The existing empirical evidence suggests that the racial disparities exacerbated by the war on drugs are more likely due to political expediency and racialized politics. It is argued that these racial disparities in drug sanctioning are better explained by the policy decision to dramatically increase the number of arrests of street-level drug offenders, the more public nature of African-American drug offending, and cultural stereotypes that link African-Americans to drug crimes.
A geospatial risk prediction model borrows the narcotics experience in places where it has been observed and tests whether that experience generalizes to places where risk may be high, despite few actual events. It’s pretty sure the model suffers from some level of bias. If law enforcement systematically over-polices certain communities, and this selection criteria goes unaccounted for in the model, then the model may be biased regardless of the above tests.
I would not recommend this algorithm be put into production. There are questions in the Textbook: “What if the $10 million in savings lead police to increase enforcement and surveillance disproportionately in Black and Brown communities?

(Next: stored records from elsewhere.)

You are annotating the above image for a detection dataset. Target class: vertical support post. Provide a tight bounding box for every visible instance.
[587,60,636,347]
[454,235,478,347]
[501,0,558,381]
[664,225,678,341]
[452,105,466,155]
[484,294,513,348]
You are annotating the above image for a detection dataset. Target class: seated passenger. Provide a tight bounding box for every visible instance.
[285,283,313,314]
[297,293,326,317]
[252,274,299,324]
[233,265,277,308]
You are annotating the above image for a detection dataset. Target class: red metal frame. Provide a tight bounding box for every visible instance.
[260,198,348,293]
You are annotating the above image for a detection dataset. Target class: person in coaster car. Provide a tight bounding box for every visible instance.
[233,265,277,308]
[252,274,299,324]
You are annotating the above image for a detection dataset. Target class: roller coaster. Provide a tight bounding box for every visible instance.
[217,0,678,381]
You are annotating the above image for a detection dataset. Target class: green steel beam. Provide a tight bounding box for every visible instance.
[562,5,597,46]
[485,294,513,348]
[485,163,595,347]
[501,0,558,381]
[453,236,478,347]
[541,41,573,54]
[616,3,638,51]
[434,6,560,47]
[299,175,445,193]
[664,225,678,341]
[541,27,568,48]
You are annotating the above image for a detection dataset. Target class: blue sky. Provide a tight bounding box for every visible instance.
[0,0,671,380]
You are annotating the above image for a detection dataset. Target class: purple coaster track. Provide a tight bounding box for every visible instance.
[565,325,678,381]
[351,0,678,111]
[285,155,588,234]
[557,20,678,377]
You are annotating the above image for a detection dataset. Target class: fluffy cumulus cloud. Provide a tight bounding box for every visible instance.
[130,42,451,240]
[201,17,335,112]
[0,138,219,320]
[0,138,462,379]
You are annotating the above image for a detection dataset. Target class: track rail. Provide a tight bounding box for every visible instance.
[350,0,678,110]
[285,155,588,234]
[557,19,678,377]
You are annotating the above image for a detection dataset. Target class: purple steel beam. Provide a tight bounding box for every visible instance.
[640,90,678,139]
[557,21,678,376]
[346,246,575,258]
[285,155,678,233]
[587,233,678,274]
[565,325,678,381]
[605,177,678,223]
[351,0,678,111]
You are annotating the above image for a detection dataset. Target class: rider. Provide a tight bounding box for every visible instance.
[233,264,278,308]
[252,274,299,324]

Worse, what about feedback effects where steering police to these neighborhoods cause more reported crime, which then leads to increased predicted risk?”
I agree that the right approach is a function of community standards. Machine learning could be the next logical progression in analytics, but it also needs to avoid being a tool of the surveillance state.